Les funérailles se déroulent à New York où quatre mille personnes s'entassent à la synagogue. Des milliers d'autres accompagnent le cortège tout au long des rues de New York. Une autre cérémonie a lieu à Hollywood, au Temple B'nai B'rith. Dans les studios, on fait une minute de silence. George Gershwin est inhumé au cimetière de Westchester Hills, à Hastings-on-Hudson, dans l'État de New York. Ira est très affecté par la mort brutale de son frère. Il sera sujet à une forte dépression. Jusqu'à sa disparition en 1983, à l'âge de 86 ans, il poursuivra son travail de parolier et assurera avec beaucoup de soin la pérennité de l'œuvre de son frère.

La disparition de George entraîne un conflit familial. L'enjeu est forcément financier, considérable puisque George, sans épouse ni enfant, donc sans héritier direct, était très fortuné (argent, immobilier, œuvres d'art, droits d'auteur). Rose, la mère de George, exige la totalité de l'héritage. Ce qu'elle obtient après une action en justice contre Ira. Dans son testament, Rose n'accordera que 20% des droits d'auteur à Ira qui est pourtant indissociable du succès de George. L'injustice du testament maternel sera plus tard réparée à l'amiable par les frères et sœurs.

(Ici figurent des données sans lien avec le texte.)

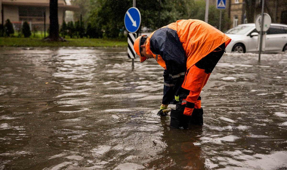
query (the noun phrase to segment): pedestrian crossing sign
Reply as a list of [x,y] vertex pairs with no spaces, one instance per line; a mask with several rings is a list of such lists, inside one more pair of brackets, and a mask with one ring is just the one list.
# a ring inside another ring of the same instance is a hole
[[217,0],[217,4],[216,8],[218,9],[225,9],[226,8],[226,0]]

En 1926, Gershwin avait écrit ce que d'aucuns pourraient lire comme sa propre épitaphe:

«Personne ne s'attendait que je compose de la musique. Mais je l'ai fait… Lorsqu'on m'interroge sur ce que j'essaie de faire, je me contente de répondre que j'essaie d'exprimer ce qui est en moi. Certaines personnes ont la capacité de traduire leurs sentiments en mots ou en musique. Des milliers d'autres partagent les mêmes sentiments, mais restent muets. Ceux d'entre nous qui le peuvent doivent parler pour ceux qui en sont incapables — mais alors ils doivent le faire avec honnêteté.»


Admiré et reconnu par ses contemporains (Ravel, Ellington, Schönberg, Walton, Poulenc, Ibert…), Gershwin a participé, avec ses chansons, devenues pour certaines des standards éternels du jazz, et avec ses partitions symphoniques à la constitution d'une identité musicale américaine spécifique.